Hydrofracting effects dire to drinking water
A recent e-newsletter by the First District representative was critical of the Environmental Protection Agency, claiming its policies to be hurting jobs and the economy.
It announced efforts by Congressman Phil Roe to prevent any new and overreaching, burdensome regulations [by] the Obama Administrations EPA.
There is one particular industrial activity the Congressman seems eager to shield from regulatory oversight.
A new regulation on hydraulic fracturing, a well-regulated natural-gas drilling technology under the Clean Water Act, would greatly harm domestic energy production, the newsletter states, and kill thousands of energy jobs.
To assert hydraulic fracturing to be well-regulated is misleading and erroneous.
The industry is exempt from many national laws that safeguard environmental and public health. It need not report for the Toxic Release Inventory, for example, discharges of chemicals contained in the fluids used in drilling operations. It was released by the previous Administration from Clean Water Action obligations to control construction run-off pollution.
It was exempted from Safe Drinking Water Act provisions for safety of underground waste injection. It need not abide by Clean Air Act provisions, which regulate industrial emissions.
Under a Halliburton Loophole in the 2005 Energy Policy Act, drilling companies are not required to tell residents or state agencies, nor even physicians or hospitals in public-health emergencies, the identity of toxic chemicals used at drilling sites.

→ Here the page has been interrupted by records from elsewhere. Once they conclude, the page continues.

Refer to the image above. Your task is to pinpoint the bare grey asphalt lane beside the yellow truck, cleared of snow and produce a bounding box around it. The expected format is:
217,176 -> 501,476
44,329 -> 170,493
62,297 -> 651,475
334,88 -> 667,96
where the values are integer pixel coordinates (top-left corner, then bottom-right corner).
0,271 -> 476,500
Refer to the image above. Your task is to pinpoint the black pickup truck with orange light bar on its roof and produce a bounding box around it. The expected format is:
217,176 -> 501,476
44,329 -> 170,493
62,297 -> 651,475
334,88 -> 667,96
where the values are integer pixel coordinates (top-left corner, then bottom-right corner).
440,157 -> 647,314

Enormous expansion of the technology in the last decade, with 30,000 new wells being opened each year, has raised concerns about water contamination near drilling sites.
Thousands of cases of contamination have been found, as ProPublica revealed in a series of investigative reports. Cattle in Louisiana died after drinking from puddles of discharge from drilling wells; a Pennsylvania farms beef cattle were quarantined when drilling-well fluid leakage killed the grass in their field. Cancer and other illnesses have been reported by residents near drilling sites.
In a small town in Wyoming with extensive natural-gas development, the EPA three months ago warned residents that their water not only was not drinkable, but could explode. The Agency told residents they should use fans and ventilation when showering or washing clothes in order to avoid the risk of an explosion.
The EPA has not issued a new regulation or policy as Roe asserts. It has begun a scientific study, however, to be completed by December 2012, of the risks to the nations drinking water from hydraulic fracturing. This seems a highly appropriate and urgently needful thing to do.